What needs to exist is low-cost wireless-network management software that can work with the common Microsoft or Apple platforms on computers that have common wireless . The software should be able to use commonly-available wireless network adaptors such as the Intel Centrino platform to perform site surveys on the WiFi bands and display the activity on these bands in an easy-to-view but comprehensive manner. The software should be easy to use for most people so they can spot interference to their wireless network easily and can “tune” their wireless network for best performance.

An application that is matching this need is MetaGeek’s inSSIDer, a free wireless-network site survey tool for the Windows platform which I have reviewed in this blog.
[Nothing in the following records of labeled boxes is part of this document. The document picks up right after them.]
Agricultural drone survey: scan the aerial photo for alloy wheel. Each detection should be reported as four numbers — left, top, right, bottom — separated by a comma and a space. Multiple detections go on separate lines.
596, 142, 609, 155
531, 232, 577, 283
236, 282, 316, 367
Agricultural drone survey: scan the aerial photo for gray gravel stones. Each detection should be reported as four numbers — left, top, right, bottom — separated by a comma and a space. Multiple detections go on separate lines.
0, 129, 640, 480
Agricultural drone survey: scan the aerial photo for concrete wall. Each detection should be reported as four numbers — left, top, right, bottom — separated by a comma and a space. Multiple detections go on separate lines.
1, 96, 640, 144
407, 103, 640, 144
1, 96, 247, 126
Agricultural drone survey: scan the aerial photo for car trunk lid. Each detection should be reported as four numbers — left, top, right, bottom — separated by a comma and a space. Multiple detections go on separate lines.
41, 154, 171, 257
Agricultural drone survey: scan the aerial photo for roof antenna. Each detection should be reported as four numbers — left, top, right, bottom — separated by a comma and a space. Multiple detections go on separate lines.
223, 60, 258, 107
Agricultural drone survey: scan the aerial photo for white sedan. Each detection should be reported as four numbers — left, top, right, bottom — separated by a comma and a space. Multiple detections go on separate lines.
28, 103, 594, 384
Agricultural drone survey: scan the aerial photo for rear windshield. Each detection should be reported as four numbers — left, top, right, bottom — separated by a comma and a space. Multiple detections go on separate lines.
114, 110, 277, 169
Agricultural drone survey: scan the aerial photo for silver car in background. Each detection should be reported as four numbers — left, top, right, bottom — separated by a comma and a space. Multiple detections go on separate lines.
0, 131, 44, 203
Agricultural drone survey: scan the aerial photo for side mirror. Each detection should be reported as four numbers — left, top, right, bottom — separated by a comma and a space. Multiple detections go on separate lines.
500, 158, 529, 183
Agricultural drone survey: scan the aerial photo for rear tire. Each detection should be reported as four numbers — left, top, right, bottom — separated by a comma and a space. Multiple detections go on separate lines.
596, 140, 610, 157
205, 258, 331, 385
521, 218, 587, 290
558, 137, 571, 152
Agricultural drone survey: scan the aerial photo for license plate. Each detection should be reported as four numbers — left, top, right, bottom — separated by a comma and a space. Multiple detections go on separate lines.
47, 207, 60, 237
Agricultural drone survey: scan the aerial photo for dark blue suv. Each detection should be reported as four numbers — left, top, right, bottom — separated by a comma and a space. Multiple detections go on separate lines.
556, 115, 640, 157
It has the ability to list all the networks receivable by signal strength, MAC address, SSID or channel; or plot a graph of the networks by signal strength over time; or plot a graph of all the access points by signal strength over channel. This may help with managing your hotspot by identifying rogue access points and “evil-twin” hotspots.

Similarly the popular smartphone and PDA platforms like Applie iPhone, Android, Symbian S60 / UIQ, Blackberry and Microsoft Windows Mobile could have low-cost wireless-network management software written for them so they can make a handheld PDA or mobile phone work as a site-survey tool for assessing quality of service.

Once this kind of software is available for small business and home users, it empowers them to assure proper coverage of their network and check for any “evil twin” or other rogue hotspots being set up to catch customers.

Summary

There needs to be more effort put in to setting up secure public-access wireless networks so that people can benefit from portable computing anywhere without forfeiting the confidentiality of their personal or corporate data.

It also will encourage people to gain the maximum value out of their WiFi-enabled portable information devices whether for their business life or their personal life.